O folgado inteligente e o burro esforçado
Na escola tinha aquele sujeito irritante que tirava boas notas sem se matar de estudar. E o outro que ralava sábado e domingo enquanto o folgado curtia a piscina. Mais tarde percebi que esse tipo, o folgado que se dá bem, está em todo lugar. Percebi também que eles despertam antagonismos e fazem aflorar uma espécie de senso de justiça genial por onde passam. Afinal, não pode ser justo que alguém tenha mais paparicos e ganhe mais trabalhando menos. O sujeito chega atrasado e não é punido, invade as salas sem pedir licença e nem se dá ao trabalho de inventar a morte de alguém para sair mais cedo na sexta-feira. É um folgado. Sob todos os aspectos é um folgado. Mas o folgado sobre o qual estamos falando tem uma outra característica: ele entrega. Entrega tanto que se faz imprescindível e, mais do que tolerável, acaba sendo querido. Em vez de folgado, começa a ser visto como crativo, irreverente, diferente…
O problema é que não fomos educados para lidar com essas criaturas. Nos contaram uma lorota, a de que as chances são iguais para todos e que tudo é possível com trabalho duro e da dedicação. Acontece que no mundo real a genialidade é distribuída de forma aleatória e poucos, pouquíssimos, são os premiados. Gente inteligente de verdade é capaz de fazer 1.000 gols, e outras coisas que vão muito além da média das capacidades humanas. E parece que muitos nascem assim. Mozart e Pelé eram gênios desde criancinhas. Não tem competição com eles. De modo geral, são os que ganham mais e mandam mais. Para eles, as montanhas parecem menos inclinadas.

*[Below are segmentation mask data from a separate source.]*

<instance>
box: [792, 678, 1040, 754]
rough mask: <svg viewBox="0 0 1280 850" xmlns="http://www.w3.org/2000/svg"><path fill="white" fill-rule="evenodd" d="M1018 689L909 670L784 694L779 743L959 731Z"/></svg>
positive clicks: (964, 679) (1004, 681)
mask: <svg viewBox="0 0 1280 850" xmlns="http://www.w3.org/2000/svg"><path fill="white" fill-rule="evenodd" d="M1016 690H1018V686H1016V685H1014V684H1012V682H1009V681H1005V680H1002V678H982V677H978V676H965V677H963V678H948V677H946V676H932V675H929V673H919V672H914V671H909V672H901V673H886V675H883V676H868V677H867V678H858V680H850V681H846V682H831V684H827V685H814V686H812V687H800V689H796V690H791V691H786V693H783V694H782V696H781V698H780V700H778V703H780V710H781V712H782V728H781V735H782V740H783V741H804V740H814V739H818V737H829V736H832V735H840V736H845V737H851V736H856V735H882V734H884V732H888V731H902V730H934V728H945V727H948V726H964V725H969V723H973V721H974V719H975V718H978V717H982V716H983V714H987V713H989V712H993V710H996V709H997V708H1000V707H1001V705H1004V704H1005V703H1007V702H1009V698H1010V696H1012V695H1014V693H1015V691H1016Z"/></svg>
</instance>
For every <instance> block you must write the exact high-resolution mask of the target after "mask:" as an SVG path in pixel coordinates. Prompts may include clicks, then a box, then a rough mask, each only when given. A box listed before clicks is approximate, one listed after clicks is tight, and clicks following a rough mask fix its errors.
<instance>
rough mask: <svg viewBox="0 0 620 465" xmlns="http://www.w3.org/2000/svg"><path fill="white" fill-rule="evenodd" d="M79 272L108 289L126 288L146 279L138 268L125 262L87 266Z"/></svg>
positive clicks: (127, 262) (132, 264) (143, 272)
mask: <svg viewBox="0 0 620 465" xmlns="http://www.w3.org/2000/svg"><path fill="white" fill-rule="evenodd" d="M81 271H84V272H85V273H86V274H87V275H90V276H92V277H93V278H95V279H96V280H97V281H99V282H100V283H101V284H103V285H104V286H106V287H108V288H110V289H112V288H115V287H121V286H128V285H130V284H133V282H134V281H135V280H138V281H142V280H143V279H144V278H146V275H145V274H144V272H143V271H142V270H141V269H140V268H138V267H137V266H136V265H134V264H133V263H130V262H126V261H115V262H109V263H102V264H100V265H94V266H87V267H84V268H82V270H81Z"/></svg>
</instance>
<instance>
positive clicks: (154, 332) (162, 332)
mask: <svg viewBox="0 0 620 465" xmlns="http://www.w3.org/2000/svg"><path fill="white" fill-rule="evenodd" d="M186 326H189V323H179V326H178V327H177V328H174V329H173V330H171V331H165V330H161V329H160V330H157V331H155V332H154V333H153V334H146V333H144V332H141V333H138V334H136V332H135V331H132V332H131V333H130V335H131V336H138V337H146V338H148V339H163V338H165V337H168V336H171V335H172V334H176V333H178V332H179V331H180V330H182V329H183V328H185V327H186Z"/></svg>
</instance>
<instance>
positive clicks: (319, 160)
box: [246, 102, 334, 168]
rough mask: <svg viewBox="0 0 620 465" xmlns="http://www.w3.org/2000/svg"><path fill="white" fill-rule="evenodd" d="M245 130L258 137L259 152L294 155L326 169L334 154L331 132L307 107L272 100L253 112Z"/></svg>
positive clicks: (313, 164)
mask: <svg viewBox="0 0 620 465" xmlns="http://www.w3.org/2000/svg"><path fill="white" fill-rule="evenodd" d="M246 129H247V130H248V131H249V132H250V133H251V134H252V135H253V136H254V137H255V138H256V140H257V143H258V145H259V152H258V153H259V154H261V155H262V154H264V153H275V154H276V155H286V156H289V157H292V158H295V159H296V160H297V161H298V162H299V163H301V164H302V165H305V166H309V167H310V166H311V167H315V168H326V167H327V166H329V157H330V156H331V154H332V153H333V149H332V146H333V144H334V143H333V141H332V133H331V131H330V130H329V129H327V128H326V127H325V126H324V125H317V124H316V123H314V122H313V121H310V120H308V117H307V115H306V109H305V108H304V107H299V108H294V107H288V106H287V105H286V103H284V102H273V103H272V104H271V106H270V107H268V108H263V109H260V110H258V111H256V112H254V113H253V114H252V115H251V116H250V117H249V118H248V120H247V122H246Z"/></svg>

Então alguém vai dizer que esse papo de gente privilegiada é bobagem porque as pessoas, inteligentes ou não, só realizam seu potencial com muito trabalho duro. Diz a lenda que o Pelé chegava antes para o treino e ia embora depois, mesmo sendo gênio. Isso pode ser um consolo, mas o fato é que a maior parte das pessoas pode se dedicar a horas e horas de treinamento e jamais vai se qualificar nem mesmo para beque do Bragantino. É a história daquele seu amigo que estuda inglês há dez anos e ainda se enrola com a conjugação dos verbos no passado. O outro passa seis meses nos Estados Unidos e volta fluente.
Eu acho que a dor é menor quando se admite que na mesa ao lado pode ter alguém que nasceu privilegiado. Mas calma, o jogo não acabou. Melhor do que chorar as pitangas é ir à luta. Tem muita gente inteligente, que de tão inteligente acaba morrendo de tédio no meio do caminho. Está provado pela ciência.
O problema é quando aparece pela frente o inteligente esforçado.